Correct answer, wrong method in improper integral problem. Note: this is a problem from a class, but my solution has already been submitted and the assignment is locked for all students so this shouldn't break any sort of academic honesty guidelines.
$$\int_{0}^{\ln{3}}\frac{e^x}{(e^x-1)^\frac{2}{3}}dx$$
I understand that this is an improper integral given $\frac{e^0}{(e^0 - 1)^\frac{2}{3}} = \frac{1}{0}$, but I seem to have come to the right answer without using any improper integration techniques. Through two layers of u-substitution $u = e^x$ and $v = u - 1$, my answer comes to $3 \cdot 2^\frac{1}{3}$. Every online calculator I've checked with confirms that this is correct, but I don't understand why it seems to be correct without any use of improper integration techniques. This hints at some disconnect I've got with improper integrals or u-substitution, and I'm really at a loss for what it might be.
Thanks for any insight!
 A: Since the integral is improper at the lower bound, it is defined as $\lim_{\epsilon\to0} \int_\epsilon^{\ln 3}$. Let us look at what happens:
$$
\int_{\epsilon}^{\ln{3}}\frac{e^x}{(e^x-1)^\frac{2}{3}}dx
= \{ u=e^x \}
= \int_{e^\epsilon}^{3} \frac{u}{(u-1)^\frac{2}{3}} \frac{du}{u}
= \int_{e^\epsilon}^{3} \frac{du}{(u-1)^\frac{2}{3}} \\
= \{v=u-1\} 
= \int_{e^\epsilon-1}^{2} \frac{dv}{v^\frac{2}{3}}
= \int_{e^\epsilon-1}^{2} v^{-\frac{2}{3}} \, dv
= \left[ \frac{1}{3}v^{\frac{1}{3}} + C \right]_{e^\epsilon-1}^{2} \\
= \frac{1}{3} \cdot 2^{\frac{1}{3}} - \frac{1}{3} (e^\epsilon-1)^{\frac{1}{3}}
.
$$
Taking limits we find that
$\frac{1}{3} (e^\epsilon-1)^{\frac{1}{3}} \to 0 = \frac{1}{3} (e^0-1)^{\frac{1}{3}}$
as $\epsilon \to 0,$ i.e. the primitive function is defined and continuous at $0$. And that is the reason it works.

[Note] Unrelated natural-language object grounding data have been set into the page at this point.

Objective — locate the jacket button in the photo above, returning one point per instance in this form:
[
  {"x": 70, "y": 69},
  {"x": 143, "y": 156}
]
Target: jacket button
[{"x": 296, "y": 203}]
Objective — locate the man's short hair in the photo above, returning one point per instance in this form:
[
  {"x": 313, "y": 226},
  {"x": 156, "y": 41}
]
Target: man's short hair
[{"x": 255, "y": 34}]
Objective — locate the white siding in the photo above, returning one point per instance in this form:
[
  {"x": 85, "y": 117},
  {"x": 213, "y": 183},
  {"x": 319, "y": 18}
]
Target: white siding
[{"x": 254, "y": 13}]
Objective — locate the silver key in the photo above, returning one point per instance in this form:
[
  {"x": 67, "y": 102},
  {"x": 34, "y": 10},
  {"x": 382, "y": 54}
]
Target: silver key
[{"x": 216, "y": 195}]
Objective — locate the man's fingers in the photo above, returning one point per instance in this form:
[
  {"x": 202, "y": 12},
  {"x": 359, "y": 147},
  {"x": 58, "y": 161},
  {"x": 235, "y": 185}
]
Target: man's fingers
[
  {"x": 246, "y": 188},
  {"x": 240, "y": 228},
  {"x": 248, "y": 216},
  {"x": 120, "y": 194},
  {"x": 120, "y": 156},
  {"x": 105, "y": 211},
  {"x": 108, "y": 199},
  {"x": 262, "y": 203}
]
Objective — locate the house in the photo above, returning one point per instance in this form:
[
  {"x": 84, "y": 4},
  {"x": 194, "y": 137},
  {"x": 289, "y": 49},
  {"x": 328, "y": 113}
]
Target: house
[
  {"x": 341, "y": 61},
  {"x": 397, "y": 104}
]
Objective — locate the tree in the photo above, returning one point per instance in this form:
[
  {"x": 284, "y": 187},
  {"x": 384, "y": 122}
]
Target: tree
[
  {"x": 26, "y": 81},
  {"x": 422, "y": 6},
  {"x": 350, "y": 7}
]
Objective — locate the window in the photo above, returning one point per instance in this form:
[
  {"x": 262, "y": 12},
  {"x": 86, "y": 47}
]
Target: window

Another example is the improper integral $\int_0^1 \ln x \, dx$. For this we get
$$
\int_\epsilon^1 \ln x \, dx = \left[ x\ln x - x \right]_\epsilon^1
= (1\ln 1-1) - (\epsilon\ln\epsilon-\epsilon).
$$
Here the lower bound term is not defined for $\epsilon=0$ and we can not just insert $\epsilon=0$ but really need to take limits (which result in $0$ so the full integral has value $-1$).
A: We can perform a somewhat different substitution of the form $$u^{-3} = e^x - 1, \quad -3u^{-4} du = e^x \, dx.$$  This maps the endpoints of integration from $x = 0$ to $u = \infty$ and $x = \log 3$ to $u = 2^{-1/3}$, and the integral becomes
$$\int_{u=\infty}^{2^{-1/3}} u^2 (-3u^{-4}) \, du = 3 \int_{u=2^{-1/3}}^\infty u^{-2} \, du.$$  Then we can apply the usual procedures:  $$3 \int_{u=2^{-1/3}}^\infty u^{-2} \, du = 3 \lim_{N \to \infty} \int_{u=2^{-1/3}}^N u^{-2} \, du = 3\lim_{N \to \infty} \left[- \frac{1}{u} \right]_{u=2^{-1/3}}^N = 3(2^{1/3}) - 3\lim_{N \to \infty} \frac{1}{N} = 3(2^{1/3}).$$
A: Let $u = e^x -1$.  Then $du = e^x\, dx$.  Your integral becomes
$$\int_0^2 {du\over u^{2/3}}.$$
This integral integrates at zero because the power is less than 1.